One of these is the Sabbath, not a day of “don’ts”, but an opportunity to renew our humanity. Song chooses Rabbi Abraham Heschel’s writings to elucidate how the Sabbath can counter the digital world’s negatives. Coincidentally, I was reading his work The Sabbath while reading hers, and I agree we can learn much from the Jewish practice of corporate Shabbat meals and prayers vs individualized Christian experiences. Heschel’s thoughts about Sabbath as “holiness in time,” as if one is welcoming and preparing for a living presence are “nothing short of a revelation” (198). We draw away from our devices on this day not to arbitrarily follow rules, but because we are attracted to Someone else. If we as a collective can feast on the Sabbath with holy, joyful rest rather than on the digital world’s media and goods, we can be a glimpse of something different- true good news to those around us.
These stirrings of the imagination, coupled with practical, doable suggestions from Song’s own life, make Restless Devices much more than an interesting, intellectual read. When she offers a sample list of ten habits or “commitments to ordered digital life,” modeled after Dr. Martin Luther King’s commitment cards for his volunteers, #8 jumps out: “When I am sad, bored, angry, lonely or anxious, reach for another person, nature or God before turning to a screen” (204). King and Heschel both spoke of community. Also stressing this, Song intersperses throughout her book a praxis entitled, “the Freedom Project.” Originally carried out in her college course, these exercises spark discussions regarding individual and corporate use of digital devices. She tailors them in the book for use in our churches, homes, and communities. In sharing Restless Devices with my church, family, and friends, I’m eager for follow-up conversations.

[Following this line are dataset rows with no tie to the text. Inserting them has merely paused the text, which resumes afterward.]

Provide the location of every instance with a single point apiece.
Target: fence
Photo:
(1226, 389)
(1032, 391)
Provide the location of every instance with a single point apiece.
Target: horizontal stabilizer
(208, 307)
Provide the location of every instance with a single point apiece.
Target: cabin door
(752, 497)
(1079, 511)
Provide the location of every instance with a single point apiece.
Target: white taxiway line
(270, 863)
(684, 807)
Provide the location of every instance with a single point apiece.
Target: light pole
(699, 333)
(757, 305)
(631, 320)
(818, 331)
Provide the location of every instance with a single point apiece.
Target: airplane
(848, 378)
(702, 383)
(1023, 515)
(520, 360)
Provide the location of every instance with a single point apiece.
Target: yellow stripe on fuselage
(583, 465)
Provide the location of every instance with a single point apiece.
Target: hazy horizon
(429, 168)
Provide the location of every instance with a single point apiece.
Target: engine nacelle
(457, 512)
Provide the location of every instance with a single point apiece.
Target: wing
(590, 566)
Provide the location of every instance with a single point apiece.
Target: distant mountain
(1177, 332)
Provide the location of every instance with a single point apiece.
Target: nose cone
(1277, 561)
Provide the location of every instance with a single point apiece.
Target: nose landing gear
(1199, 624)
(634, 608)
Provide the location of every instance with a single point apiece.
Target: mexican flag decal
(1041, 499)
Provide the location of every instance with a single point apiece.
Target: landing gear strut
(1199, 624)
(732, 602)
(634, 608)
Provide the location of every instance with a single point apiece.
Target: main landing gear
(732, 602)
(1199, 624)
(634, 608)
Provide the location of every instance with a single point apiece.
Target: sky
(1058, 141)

Ironically as I read Restless Devices on the plane, I was relieved my four-year old could happily tap and swipe her front screen. I could read, rest, and watch my own movies. After three hours however, unease grew. Plane rides with my firstborn, devoid of videos, were filled with reading and doing puzzles together. Was there a cost in valuing ease over connection? Over the next weeks as my family experimented with the Freedom Project, we journaled, discussed, pondered. Devices are in our lives, but we will set boundaries: continuing digital fasts on the Sabbath, setting aside “Walden” (referencing Thoreau’s famous experiment) spaces and times in our home that are tech-free, and evaluating what to subtract to make room for more life-giving energies. Just as artists’ works give glimmers of the future, Restless Devices is a prescient voice calling us to evaluate and re-imagine our relationship with devices before we forget how to rest. Song relates that she is still on this journey. Let’s start on this journey with her by simply lifting our eyes to see and hear “the unexpected and hidden voice of God” (211).